Below are headlines and subheads of several nineteenth-century wire stories that appeared in the local press of a small Midwestern city.
Oh, for the days when educated people referred to the mentally ill as “lunatics!” Or, better yet, when unfettered Gilded Age capitalism dismissed the need for beefed-up building codes to protect society’s most vulnerable! The latter point is enough to make the most antediluvian Tea Partier or misguided Paulian libertarian pine for the return of an imagined sepia-toned past of American greatness when our nation was unshackled by the burdens of intrusive government regulations.

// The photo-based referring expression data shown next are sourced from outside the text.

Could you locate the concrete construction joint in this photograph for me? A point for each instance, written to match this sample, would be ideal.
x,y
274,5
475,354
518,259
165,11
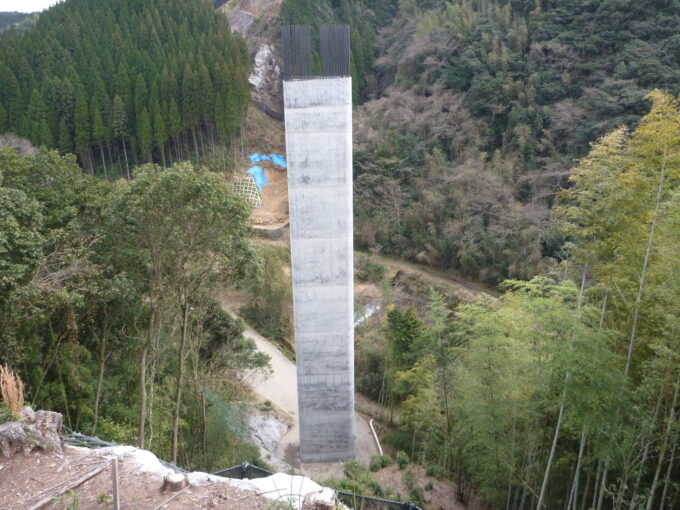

Of course, all of this clown ass-ery nonsense brings to mind a quotation from American journalist Franklin Pierce Adams (1881-1960): “Nothing is more responsible for the good old days than a bad memory.”
January 19, 1883
Milwaukee Morgue
Raking the Ashes for the Dead Vic-
tims of the Newhall Holocaust
The Building a Shabby Old Rat Hole
That No City Should Permit
to be Erected
Frightful Scenes in Rescuing the Burned
and Mangled Corpses, Which
Fall to Pieces
February 19, 1885
The Latest Horror
The Insane Hospital at the
Philadelphia Poor Farm
Burned to the
Ground
Twenty-Eight Miserable Lunatics Burned
to death—Frightful Account of
Their Dying Agonies
January 25, 1894
Lunatics Roasted
Eight Fall Victims to the Merci-
less Flames
Five of the Burned Are Women
Scene of the Horror the Poor Farm of
Boon, Ia.—The House Used to Confine
the Incurable Goes Up in Flame and
Burns to Unrecognizable Masses All the
Inmates but One—A Defective Furnace
the Cause
Now they show Lunatic Roasts on Comedy Central.